In 1922 Robert Flaherty made a film in Artic Canada named Nanook of the North that became world famous and led to myths that are still with us. Roberrt left in1924 lleaving a son Josph who lived as an Eskimo till 1953 when a crazy canadian edict forced the 16 families in Josephs group to be forcibly resettled in an"Arctic Eden" in the very far north of Canada leading to starvation,alchoholism and crime. It was not till 1995after a Royal Comission and public pressure the remains of the 16 families were returned to thier homes with compensation. an excellent read.
I enjoyed Melanie McGrath's last book, Silvertown, a moving fictionalised biography of her East End grandmother. Early 20th century Silvertown was no picnic but this new work is set in an even tougher and more challenging environment, that of the Canadian Arctic. It is the story of one Inuit,Josephie Flaherty, the illegitimate son of the filmmaker who made "Nanook of the North." But it is also a story of the betrayal of the Inuit community by the Canadian government. A group of Inuits were tricked and abandoned in a "cultural" experiment that beggars belief in its stupidity and cruelty, particularly as it occurred so recently.
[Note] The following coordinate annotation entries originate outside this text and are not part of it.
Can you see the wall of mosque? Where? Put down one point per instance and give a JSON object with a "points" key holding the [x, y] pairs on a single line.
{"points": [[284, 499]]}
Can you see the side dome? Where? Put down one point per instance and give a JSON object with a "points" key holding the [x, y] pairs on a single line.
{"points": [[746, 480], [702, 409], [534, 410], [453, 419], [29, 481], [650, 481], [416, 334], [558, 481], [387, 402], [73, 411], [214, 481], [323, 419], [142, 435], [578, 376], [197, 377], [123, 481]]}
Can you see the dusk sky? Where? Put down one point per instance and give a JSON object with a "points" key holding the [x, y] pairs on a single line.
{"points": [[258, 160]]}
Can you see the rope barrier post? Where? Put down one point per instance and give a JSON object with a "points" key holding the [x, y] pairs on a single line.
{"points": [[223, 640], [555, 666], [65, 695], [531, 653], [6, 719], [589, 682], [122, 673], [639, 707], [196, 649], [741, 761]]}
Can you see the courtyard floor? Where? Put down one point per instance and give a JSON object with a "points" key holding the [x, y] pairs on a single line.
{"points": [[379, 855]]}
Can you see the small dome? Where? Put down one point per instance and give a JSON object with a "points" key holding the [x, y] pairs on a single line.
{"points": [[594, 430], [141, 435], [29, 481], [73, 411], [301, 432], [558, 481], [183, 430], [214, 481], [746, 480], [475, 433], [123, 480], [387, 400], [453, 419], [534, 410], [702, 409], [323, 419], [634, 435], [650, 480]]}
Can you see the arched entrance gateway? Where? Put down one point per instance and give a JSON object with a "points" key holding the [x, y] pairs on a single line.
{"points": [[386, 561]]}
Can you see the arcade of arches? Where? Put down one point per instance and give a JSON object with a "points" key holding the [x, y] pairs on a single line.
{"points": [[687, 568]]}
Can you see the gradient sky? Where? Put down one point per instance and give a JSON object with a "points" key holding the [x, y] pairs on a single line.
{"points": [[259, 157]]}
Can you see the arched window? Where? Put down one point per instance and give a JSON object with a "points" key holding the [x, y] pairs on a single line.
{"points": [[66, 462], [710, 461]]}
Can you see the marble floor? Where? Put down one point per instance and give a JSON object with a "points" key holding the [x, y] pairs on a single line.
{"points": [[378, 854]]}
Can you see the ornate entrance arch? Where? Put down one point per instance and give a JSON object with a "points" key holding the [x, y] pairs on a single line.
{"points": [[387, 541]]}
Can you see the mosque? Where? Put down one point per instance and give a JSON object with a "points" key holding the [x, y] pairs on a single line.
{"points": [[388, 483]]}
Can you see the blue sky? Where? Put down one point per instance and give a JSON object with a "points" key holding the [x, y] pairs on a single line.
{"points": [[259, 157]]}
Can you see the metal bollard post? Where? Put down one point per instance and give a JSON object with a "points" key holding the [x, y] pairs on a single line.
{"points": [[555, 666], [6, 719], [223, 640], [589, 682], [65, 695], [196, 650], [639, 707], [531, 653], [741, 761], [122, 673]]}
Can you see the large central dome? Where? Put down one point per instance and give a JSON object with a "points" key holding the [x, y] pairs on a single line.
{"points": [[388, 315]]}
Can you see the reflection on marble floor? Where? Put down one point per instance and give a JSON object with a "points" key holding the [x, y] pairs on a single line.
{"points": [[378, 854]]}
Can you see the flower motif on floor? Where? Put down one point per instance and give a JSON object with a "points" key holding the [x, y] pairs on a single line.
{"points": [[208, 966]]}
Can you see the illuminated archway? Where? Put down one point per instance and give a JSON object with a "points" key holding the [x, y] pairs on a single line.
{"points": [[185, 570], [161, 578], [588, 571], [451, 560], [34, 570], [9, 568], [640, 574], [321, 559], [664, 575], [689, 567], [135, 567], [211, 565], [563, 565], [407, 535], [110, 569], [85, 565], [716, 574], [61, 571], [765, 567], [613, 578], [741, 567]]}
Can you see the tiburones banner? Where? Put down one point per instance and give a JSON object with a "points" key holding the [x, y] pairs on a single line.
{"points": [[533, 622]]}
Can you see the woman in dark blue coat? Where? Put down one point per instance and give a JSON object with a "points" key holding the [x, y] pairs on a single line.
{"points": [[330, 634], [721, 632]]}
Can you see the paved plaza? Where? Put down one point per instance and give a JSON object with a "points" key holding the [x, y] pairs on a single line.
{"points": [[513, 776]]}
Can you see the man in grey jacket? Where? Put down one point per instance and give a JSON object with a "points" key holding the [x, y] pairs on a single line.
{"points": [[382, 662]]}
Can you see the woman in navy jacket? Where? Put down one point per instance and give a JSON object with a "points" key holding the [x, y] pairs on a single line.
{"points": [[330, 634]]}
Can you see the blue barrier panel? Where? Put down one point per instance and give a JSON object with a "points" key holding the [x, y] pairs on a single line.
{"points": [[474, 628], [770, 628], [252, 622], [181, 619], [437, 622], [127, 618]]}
McGrath's research is thorough but more importantly her writing is gripping, yet culturally respectful and highly empathetic. Strongly recommended.
The book begins with an account of Robert Flaherty's making of the first documentary film ("Nanook of the North", 1920, available on DVD). After a slightly slow start, McGrath goes on to portray the lives of the Innuit peoples of the Arctic long after Flaherty left. The historic details are meticulously researched. This powerful insight is so well written that you can physically feel the constant fight for survival against the harshest odds. Most people would find these odds insurmountable, but we learn how the Innuit as a people did survive. Not for the feint-hearted or casual reader, the book reveals how Innuit people endured injustices and hardships which were never acknowledged by the outside world until the 1990's.